Das Board bietet schon ne Menge für den Preis. Es ist nicht nur mit Abstand das schönste Board (okay subjektiv), bietet aber super OnBoard Sound, hohe Stabilität, gute Komponenten und der Kühler ist wenn man drauf wert legt schon quasi den Aufpreis zu einem mehr als Mittelklasse Z87 Board, die kosten nämlich schnell bis zu 100€, wert. Und jetzt bitte kein Preisvergleich zu einem 100-120€ Board, gegen ein solches Asus Board sind die ein Witz (beachte selbst da ist man mit custom Kühler bei >200€, das Thema hab ich schon durchgekaut). Was man schlussendlich nur braucht ist ne andere Sache, das mindert aber nicht den Wert eines hochwertigeren Boardes.

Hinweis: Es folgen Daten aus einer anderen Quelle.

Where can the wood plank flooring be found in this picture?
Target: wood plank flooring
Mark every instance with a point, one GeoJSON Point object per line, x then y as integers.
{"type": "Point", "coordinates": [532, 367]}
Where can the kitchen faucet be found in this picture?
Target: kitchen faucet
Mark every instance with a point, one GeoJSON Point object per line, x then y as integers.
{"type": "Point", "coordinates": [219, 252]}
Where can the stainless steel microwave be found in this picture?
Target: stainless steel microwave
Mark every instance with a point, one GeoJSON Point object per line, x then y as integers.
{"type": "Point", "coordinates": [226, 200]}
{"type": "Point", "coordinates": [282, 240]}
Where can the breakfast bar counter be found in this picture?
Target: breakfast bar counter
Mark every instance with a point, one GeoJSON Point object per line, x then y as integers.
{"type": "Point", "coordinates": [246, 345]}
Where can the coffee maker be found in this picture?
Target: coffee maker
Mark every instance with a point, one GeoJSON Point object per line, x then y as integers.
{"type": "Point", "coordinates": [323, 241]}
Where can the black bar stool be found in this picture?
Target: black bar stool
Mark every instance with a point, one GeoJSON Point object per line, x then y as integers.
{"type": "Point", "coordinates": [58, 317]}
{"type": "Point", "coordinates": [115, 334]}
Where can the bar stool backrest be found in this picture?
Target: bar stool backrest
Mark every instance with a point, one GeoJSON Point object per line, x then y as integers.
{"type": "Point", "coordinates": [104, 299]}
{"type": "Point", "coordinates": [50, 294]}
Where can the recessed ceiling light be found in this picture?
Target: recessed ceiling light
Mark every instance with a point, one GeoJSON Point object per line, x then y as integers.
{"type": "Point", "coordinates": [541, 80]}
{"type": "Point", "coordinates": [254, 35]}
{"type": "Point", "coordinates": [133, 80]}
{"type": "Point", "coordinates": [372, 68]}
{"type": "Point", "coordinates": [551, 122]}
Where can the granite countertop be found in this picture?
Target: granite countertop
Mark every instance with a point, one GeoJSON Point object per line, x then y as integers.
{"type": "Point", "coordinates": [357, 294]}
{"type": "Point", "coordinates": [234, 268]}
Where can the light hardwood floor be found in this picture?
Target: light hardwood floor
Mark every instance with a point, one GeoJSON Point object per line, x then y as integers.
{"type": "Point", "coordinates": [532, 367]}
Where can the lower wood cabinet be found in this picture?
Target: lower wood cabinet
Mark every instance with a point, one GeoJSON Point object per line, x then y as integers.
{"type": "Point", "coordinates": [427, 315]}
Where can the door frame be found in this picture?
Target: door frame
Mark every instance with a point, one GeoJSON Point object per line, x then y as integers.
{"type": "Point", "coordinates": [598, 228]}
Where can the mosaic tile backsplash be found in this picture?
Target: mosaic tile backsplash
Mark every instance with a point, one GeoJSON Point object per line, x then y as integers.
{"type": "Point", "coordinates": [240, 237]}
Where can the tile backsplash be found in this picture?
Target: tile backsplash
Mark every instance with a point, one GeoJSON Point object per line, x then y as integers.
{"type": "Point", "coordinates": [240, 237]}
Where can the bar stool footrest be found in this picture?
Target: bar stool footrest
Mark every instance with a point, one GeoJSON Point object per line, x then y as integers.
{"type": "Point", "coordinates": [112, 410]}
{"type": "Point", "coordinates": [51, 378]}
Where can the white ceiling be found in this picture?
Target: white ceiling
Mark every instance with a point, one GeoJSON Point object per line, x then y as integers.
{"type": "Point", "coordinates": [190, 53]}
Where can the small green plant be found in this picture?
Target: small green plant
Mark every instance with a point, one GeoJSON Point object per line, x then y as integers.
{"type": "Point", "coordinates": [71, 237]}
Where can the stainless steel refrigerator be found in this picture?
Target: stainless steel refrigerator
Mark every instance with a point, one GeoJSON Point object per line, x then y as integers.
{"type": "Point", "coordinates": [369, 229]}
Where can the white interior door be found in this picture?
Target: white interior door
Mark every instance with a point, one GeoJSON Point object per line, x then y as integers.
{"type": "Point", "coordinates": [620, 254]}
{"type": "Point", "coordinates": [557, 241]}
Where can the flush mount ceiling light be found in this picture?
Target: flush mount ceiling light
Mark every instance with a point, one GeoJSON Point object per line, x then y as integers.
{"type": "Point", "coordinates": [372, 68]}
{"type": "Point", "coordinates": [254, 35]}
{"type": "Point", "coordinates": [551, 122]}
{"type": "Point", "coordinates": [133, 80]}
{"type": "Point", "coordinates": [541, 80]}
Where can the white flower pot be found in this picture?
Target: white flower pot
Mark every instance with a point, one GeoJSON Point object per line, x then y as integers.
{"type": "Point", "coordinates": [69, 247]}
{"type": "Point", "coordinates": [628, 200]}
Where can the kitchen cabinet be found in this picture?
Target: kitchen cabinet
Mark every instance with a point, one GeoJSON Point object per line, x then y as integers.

Zum Alu: Asus hat den Kühler mit anodischer Oxidation nachbehandelt. Korrosion stellt damit also nicht so das Problem dar, selbst wenn man keinen Korrisionsschutz benutzt. Da aber 90% der Leute entweder Inno, AC DP, Gxx verwenden ist das dann kein Thema mehr.

http://rog.asus.com/262892013/maxim...-alu-and-cooper-is-fine-if-you-anodize-right/


----------



## ruyven_macaran (23. Dezember 2013)

*AW: Aluminium Kühler problematisch?*

Wenn ne Eloxierung zuverlässig vor Korrosion schützen würde, dann wäre Inno vermutlich immer noch Marktführer 
Der Rest ist durchgängig subjektiv und ich werd mich jetzt nicht auf ne Diskussion einlassen, unter welchen Bedingungen das VIFormula sein Geld wert sein könnte (imho unter keinen). Meine Aussage war klar: "Wenn es wegen der Wasserkühlung gekauft hast...".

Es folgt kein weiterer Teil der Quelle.